MONTGOMERY, Ohio — Two decades ago, an EF4 tornado smashed into the heavily populated communities of Montgomery, Blue Ash and Symmes Township, destroying 92 homes and 40 businesses in its path.
Twenty years later — on a calm, sunny day at the Sycamore High School Tornado Memorial — community representatives honored the victims who died on April 9, 1999, along with first responders, volunteers and residents.
“Residents became heroes, victims became volunteers and our community locked arms,” said Frank Forsthoefel, superintendent of Sycamore Community Schools, during a tornado remembrance ceremony Tuesday.

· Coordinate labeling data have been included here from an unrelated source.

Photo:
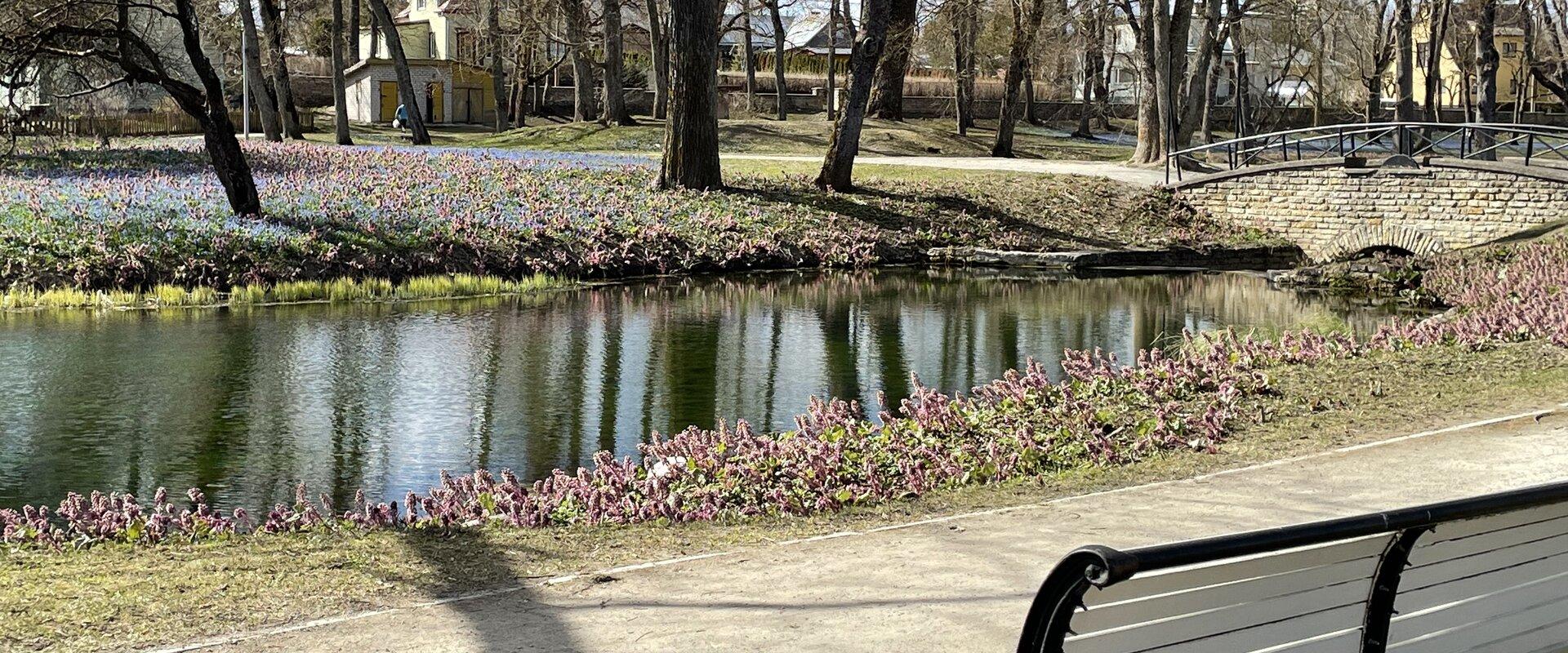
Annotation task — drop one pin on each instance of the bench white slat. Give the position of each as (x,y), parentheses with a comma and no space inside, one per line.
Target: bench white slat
(1241,569)
(1274,634)
(1489,542)
(1269,622)
(1418,578)
(1549,637)
(1344,641)
(1479,525)
(1104,615)
(1465,637)
(1454,627)
(1424,598)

Two of the four people killed were Montgomery residents, Lee and Jacque Cook. Montgomery Mayor Chris Dobrozsi read a proclamation Tuesday, declaring April 9, 2019 as “1999 Tornado Remembrance Day” in the city of Montgomery.
“Out of that great devastation came a truly united community determined to rebuild and committed to reclaiming what nature had disturbed,” Dobrozsi said.
WATCH: 9 On Your Side Meteorologist Sherry Hughes remembers the 1999 tornado.
The tornado, with 200-mph winds, hit shortly after 5 a.m. — a simple fact Forsthoefel said was a blessing for students and staff members at the local schools, which were among the many buildings damaged.
FROM THE VAULT: Tornadoes bring destruction, death to Tri-State
“Despite its tragic consequences, we were blessed that the devastation occurred at 5:30 a.m. and not 7:30 a.m. Our high school campus would have been fully populated at that time,” he said. “And the aftereffects simply, simply unthinkable.”
The tornado caused $25 million in damage and 194 homes suffered major damage, officials said.
There was $2 million damage just to Cincinnati Hills Christian Academy middle and elementary schools. Because the middle school lost its roof, 340 students had to cram into the high school to finish the school year. The gym and other large areas were converted into classrooms.
Two motorists were killed, and others were lucky when the tornado crossed Interstate 71. A small truck was picked up and dropped upside-down on the concrete barrier in the middle of the highway.
“I'm definitely feeling lucky. I never even heard it coming,” said the driver, Donald Busch Jr. of Blanchester, Ohio.
The 1999 tornado is considered the worst natural disaster in the history of Montgomery and the surrounding communities, according to the mayor, but it also remains a classic example of working together.
“The tornado was a defining moment for our community,” Dobrozsi said, “but not because of the devastation of the event, but because of the ways our community came together to help those in need.”
Dobrozsi recognized the churches, schools and mutual aid organizations that assisted during the “response, recovery and healing periods” in the city’s proclamation.
“Through it all,” the mayor said, “the community rallied together to help and assist each other — demonstrating the care and compassion which is the cornerstone of our community.”
The city of Montgomery created a podcast, “Weathering the Storm,” to document the tragedy with current and former city leaders, residents, city employees, members of the victims’ families as well as former WCPO Chief Meteorologist Pete Delkus.